立ちはだかる盗賊二人の腕に向けてナイは投擲の技能を発動させて刺剣を放つと、狙い通りに武器を手にしている腕に刺剣が突き刺さり、男達は悲鳴を上げて腕を抑える。この時に腕輪を装着した男は焦った声を上げるが、彼を押し退けて一番体格が大きい男が現れた。

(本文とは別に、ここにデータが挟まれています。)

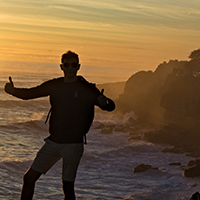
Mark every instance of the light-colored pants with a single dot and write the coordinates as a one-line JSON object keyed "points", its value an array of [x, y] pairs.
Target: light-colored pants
{"points": [[51, 152]]}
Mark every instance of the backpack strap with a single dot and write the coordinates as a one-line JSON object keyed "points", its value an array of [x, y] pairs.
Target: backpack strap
{"points": [[85, 139], [48, 115]]}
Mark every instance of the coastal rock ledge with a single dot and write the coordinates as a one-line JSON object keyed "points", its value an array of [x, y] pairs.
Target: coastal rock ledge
{"points": [[192, 169], [143, 168]]}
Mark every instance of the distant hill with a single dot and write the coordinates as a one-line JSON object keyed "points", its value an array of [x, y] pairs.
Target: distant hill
{"points": [[112, 90]]}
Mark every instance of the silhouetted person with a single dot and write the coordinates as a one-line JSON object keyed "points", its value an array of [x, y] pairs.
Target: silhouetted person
{"points": [[72, 101]]}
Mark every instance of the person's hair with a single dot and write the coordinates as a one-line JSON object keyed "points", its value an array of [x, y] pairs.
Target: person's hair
{"points": [[69, 55]]}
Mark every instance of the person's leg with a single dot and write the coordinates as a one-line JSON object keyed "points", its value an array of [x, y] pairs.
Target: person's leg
{"points": [[71, 154], [68, 189], [45, 159], [30, 177]]}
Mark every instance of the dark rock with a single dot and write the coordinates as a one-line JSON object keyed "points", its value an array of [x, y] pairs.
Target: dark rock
{"points": [[100, 126], [195, 196], [136, 137], [192, 169], [176, 164], [143, 168], [120, 128], [107, 130]]}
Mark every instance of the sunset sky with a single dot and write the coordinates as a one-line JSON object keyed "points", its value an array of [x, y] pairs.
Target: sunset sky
{"points": [[118, 34]]}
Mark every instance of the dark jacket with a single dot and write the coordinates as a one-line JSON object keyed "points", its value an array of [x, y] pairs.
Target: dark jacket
{"points": [[72, 107]]}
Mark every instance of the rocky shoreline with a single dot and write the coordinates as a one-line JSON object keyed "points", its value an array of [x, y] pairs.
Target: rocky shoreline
{"points": [[180, 141]]}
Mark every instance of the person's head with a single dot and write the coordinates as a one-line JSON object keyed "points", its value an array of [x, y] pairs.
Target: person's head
{"points": [[70, 64]]}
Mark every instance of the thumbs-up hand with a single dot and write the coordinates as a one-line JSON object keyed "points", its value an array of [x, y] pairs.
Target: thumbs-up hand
{"points": [[102, 100], [9, 87]]}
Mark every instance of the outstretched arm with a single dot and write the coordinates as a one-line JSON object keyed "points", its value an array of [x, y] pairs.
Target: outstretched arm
{"points": [[105, 103], [24, 93]]}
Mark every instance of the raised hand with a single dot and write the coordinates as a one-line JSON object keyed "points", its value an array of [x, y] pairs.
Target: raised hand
{"points": [[9, 87], [102, 99]]}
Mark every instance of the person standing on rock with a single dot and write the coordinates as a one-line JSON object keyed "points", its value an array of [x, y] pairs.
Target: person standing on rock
{"points": [[72, 100]]}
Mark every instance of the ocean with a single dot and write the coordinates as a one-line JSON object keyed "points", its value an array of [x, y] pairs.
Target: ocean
{"points": [[106, 169]]}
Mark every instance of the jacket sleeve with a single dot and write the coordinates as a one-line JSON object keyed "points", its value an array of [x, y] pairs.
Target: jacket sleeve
{"points": [[34, 92], [110, 103], [109, 107]]}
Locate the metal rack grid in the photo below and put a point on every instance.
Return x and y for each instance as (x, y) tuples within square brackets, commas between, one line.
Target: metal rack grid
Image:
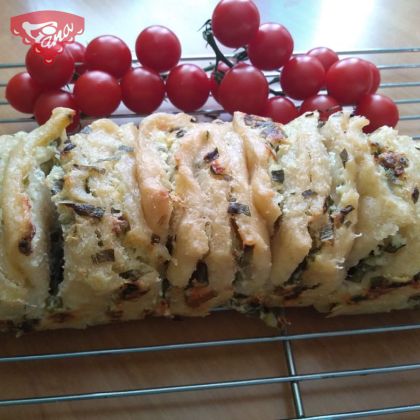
[(293, 378)]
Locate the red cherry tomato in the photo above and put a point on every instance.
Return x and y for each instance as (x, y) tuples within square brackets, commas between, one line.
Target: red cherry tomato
[(50, 75), (271, 47), (159, 48), (188, 87), (142, 90), (244, 88), (326, 105), (379, 110), (22, 92), (235, 22), (77, 50), (376, 77), (222, 68), (302, 77), (110, 54), (53, 99), (281, 109), (97, 93), (325, 55), (348, 80)]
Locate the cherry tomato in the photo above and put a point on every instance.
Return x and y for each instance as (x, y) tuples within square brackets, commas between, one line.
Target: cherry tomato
[(142, 90), (110, 54), (188, 87), (222, 68), (235, 22), (50, 75), (22, 92), (158, 47), (379, 110), (348, 80), (271, 47), (53, 99), (244, 88), (326, 105), (97, 93), (77, 50), (302, 77), (325, 55), (281, 109), (376, 77)]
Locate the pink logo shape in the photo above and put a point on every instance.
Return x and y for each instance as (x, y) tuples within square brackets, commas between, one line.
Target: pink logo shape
[(48, 30)]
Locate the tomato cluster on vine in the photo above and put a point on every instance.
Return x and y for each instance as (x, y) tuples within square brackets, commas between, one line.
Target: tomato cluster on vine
[(104, 76)]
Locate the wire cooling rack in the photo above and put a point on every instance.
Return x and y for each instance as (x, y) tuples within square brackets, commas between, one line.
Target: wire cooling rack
[(405, 94)]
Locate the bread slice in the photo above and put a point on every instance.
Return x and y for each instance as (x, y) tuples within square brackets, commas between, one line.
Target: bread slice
[(251, 241), (13, 296), (261, 138), (112, 258), (27, 216)]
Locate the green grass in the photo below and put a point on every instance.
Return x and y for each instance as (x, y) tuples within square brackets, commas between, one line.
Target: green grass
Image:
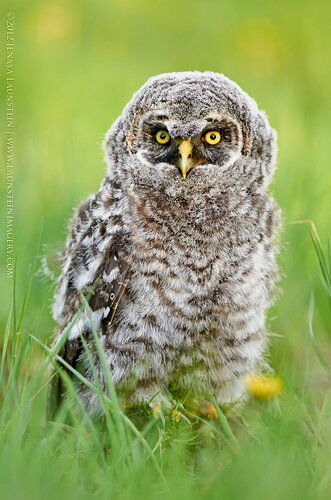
[(76, 65)]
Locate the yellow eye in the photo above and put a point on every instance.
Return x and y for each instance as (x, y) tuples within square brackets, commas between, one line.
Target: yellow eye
[(162, 137), (212, 137)]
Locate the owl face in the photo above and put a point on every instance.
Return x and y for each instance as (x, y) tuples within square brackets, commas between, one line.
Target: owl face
[(186, 144), (191, 131)]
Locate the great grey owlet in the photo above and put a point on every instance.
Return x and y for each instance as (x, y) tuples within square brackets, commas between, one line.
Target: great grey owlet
[(176, 252)]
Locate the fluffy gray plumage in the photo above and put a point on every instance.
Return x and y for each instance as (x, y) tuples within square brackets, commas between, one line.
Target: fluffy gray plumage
[(178, 272)]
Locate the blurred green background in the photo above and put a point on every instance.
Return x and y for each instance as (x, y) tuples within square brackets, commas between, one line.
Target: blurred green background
[(77, 63)]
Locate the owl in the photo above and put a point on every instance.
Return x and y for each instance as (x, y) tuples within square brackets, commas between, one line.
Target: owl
[(173, 261)]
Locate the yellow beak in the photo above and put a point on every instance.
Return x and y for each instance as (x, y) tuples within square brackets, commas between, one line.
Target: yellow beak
[(185, 155)]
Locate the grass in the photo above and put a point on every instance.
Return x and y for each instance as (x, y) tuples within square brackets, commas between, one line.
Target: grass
[(76, 65), (277, 449)]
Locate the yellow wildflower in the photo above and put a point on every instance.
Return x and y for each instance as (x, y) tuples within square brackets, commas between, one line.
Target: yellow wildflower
[(262, 387)]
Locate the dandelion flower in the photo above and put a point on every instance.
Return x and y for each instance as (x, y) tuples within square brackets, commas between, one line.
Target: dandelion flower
[(262, 387)]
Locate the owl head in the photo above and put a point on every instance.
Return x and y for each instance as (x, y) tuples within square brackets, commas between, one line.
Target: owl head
[(191, 130)]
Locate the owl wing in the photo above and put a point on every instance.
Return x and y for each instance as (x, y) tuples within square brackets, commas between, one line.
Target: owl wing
[(93, 266)]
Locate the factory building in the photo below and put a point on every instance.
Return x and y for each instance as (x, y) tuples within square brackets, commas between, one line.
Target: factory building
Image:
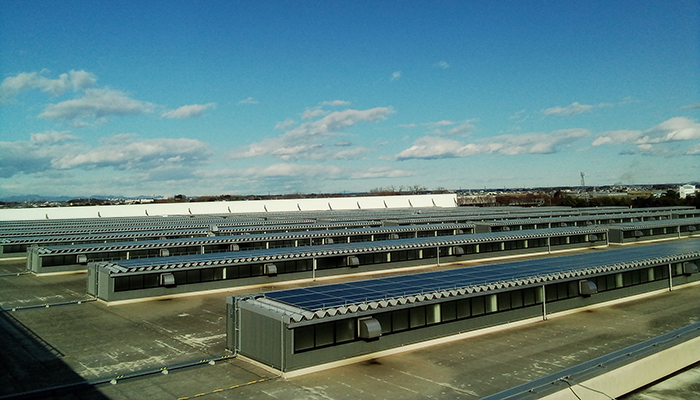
[(167, 276), (50, 259), (297, 329)]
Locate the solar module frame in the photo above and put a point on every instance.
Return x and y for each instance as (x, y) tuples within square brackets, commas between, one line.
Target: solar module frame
[(343, 294)]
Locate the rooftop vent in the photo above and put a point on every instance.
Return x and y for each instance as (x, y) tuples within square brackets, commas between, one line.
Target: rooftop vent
[(167, 279), (369, 329), (270, 269), (352, 261), (689, 268), (587, 288)]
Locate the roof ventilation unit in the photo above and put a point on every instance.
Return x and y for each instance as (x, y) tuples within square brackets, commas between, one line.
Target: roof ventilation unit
[(352, 261), (689, 268), (167, 279), (369, 329), (270, 269), (587, 288)]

「ちっ、何をしてやがる。ガキだと思って油断してるんじゃないぞ!!」

「あ、兄貴!!」

「退け、俺が相手だ小僧!!」



盗賊達の兄貴分である大男は現れると、背中に背負っていた手斧を引き抜く。それを見たナイは左腕に装着した腕鉄鋼に視線を向け、拳を振りかざす。



「このぉっ!!」

「馬鹿がっ!!」



ナイが拳を突き出すと、大男は手斧を振りかざし、刃を叩き込む。金属が割れる音が鳴り響き、盗賊達はナイの左腕が破壊されたと思った。


しかし、実際の所はナイが突き出した左拳は大男の放った手斧を砕き、空中に刃の破片が飛び散る。まさか自分の手斧の方が壊れるとは思わなかった男は唖然とするが、その大男の顎に向けてナイは今度は右拳を突き上げる。



「邪魔ぁっ!!」

「ぐふぅっ!?」

「あ、兄貴ぃっ!?」



顎を下から打ちぬかれた大男は空中に浮き上がり、そのまま地面に墜落する。その様子を見た残りの盗賊は逃げようとしたが、その男に対してナイは右腕に装着した盾を構えた。



「逃がすか!!」

「うわぁっ!?」



右腕に装着した盾の内側にはボーガンが設置されており、しかも装填されているのは只の矢ではなく、かつてアルが作り上げたミスリル製の刃であった。元々は槍の刃として利用されていたが、この半年の間にナイは改造を加える。


放たれた刃は逃げようとした盗賊の足元に放たれ、地面に突き刺さる。それを見た盗賊は焦って体勢を崩してしまい、倒れ込む。その隙にナイは男に近寄ると、彼が装着している腕輪を掴む。



「早くビャクの首輪を戻せ!!」

「ひいいっ!?は、はい……っ!!」

「ウォンッ!?」



男が叫んだ瞬間、ビャクの首元を締め付けていた首輪が元通りの大きさへと戻り、すぐにビャクは起き上がる。その様子を確認したナイは安堵するが、すぐに男に視線を向けて容赦なく顔面に拳を叩き込む。



「ふんっ!!」

「ぐへぇっ!?」



顔面を殴られた男は鼻血を流しながら白目を剥き、意識を失う。その間にナイは腕を刺剣で突き射された男達に視線を向けると、どちらも怯えた表情を浮かべていた。



「ひっ!?ゆ、許してくれ……」

「頼む、見逃してくれ……もうあんたを狙わないからよ!!」

「……信じられるか」



ナイは腰を抜かした盗賊二人組の元へ歩むと、まずは男達に突き刺さった刺剣を回収するために引き抜く。男達は腕から刺剣を引き抜かれる際に絶叫し、悲鳴が路地裏に響く。


男達に突き刺さった刺剣を回収したナイはこびり付いた血に視線を向け、眉をしかめる。汚れてしまったので後で洗う必要があると思った時、腕から血を流す男達は必死に傷跡を抑えながら命乞いを行う。